A REPORTER LOOKS BACK: THE ELECTION OF '32

Gasoline cost 15 cents a gallon. A man's suit (two trousers) cost $18.65 at Weber & Heilbroner, but for $33 you could get a little more style at Wanamaker's. A woman's hat (turban) cost $ 6.75 at Lord & Taylor. And there were 13 million unemployed: 1 in 4 of the US working force.

President Carter, starting his re-election campaign (if he gets renominated), may ponder the plight of President Herbert Hoover, another engineer, in the election of 1932. That was the election that brought big government to the United States, though you would never have guessed it from the Democratic platform or the campaign utterances of Franklin Delano Roosevelt.

At first Hoover thought he could win without leaving the White House Rose Garden.
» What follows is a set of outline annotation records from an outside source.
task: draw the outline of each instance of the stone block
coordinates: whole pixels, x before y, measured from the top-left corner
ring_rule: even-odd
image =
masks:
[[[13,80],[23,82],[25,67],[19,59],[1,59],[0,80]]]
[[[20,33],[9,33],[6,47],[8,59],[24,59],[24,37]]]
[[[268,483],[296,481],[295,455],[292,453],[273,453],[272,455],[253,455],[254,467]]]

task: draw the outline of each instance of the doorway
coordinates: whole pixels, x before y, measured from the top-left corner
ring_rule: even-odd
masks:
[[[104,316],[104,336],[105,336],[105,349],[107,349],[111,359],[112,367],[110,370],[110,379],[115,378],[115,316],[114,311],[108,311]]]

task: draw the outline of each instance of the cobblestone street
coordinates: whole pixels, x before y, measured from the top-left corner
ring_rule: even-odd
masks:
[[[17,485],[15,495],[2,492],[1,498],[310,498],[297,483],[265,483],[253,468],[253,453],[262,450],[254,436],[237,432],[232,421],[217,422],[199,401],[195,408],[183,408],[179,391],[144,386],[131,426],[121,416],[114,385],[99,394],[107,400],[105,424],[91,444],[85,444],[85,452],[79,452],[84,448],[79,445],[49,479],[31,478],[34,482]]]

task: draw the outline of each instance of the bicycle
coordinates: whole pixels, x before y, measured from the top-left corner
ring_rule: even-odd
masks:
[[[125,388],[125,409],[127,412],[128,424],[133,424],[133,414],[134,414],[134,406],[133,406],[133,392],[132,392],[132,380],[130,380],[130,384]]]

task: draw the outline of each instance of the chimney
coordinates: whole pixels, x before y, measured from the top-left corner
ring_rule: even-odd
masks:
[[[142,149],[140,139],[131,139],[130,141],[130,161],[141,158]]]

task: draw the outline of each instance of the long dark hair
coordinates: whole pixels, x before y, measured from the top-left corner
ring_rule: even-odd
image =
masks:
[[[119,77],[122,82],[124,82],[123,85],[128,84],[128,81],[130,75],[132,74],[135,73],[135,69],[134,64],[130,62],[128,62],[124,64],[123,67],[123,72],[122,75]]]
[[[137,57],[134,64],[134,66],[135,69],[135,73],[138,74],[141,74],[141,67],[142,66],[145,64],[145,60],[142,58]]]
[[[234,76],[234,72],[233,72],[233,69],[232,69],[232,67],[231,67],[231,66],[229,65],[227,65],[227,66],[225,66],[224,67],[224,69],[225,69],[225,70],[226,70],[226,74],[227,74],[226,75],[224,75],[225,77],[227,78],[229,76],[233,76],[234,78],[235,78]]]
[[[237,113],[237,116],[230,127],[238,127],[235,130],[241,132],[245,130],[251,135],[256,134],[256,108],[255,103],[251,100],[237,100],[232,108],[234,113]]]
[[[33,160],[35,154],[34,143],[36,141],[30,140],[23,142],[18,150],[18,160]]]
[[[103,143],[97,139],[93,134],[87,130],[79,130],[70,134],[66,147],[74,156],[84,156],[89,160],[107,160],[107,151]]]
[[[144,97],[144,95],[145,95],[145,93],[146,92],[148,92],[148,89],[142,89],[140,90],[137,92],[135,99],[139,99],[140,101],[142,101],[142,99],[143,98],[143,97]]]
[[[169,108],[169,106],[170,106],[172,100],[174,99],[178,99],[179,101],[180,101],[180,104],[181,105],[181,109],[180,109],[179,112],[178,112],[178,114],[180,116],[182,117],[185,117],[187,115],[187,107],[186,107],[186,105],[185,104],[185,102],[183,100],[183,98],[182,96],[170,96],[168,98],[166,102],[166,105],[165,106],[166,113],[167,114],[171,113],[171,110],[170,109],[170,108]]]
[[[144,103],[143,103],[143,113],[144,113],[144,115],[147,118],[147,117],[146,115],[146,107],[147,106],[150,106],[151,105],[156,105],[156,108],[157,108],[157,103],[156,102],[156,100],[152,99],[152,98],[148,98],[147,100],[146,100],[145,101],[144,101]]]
Later the difficulty of re-electing a US president in a period of economic strain dawned on him. In 1932 the problem was falling prices; in 1980 it is rising prices. In the '30s nobody knew what to do about deflation; today nobody is sure what to do about inflation. In each case the economic crisis has outdistanced the economists.And in each case, curiously enough, the proposed political remedy was the same: Cut federal expenditures, retrench, balance the budget.

It seems almost unbelievable today that in 1932, in the worst economic depression in history, both political parties should be committed (on paper at any rate) to federal parsimony. Perhaps in view of what happened after 1932 it carries a hint to 1980 voters not to put too much stock in campaign promises.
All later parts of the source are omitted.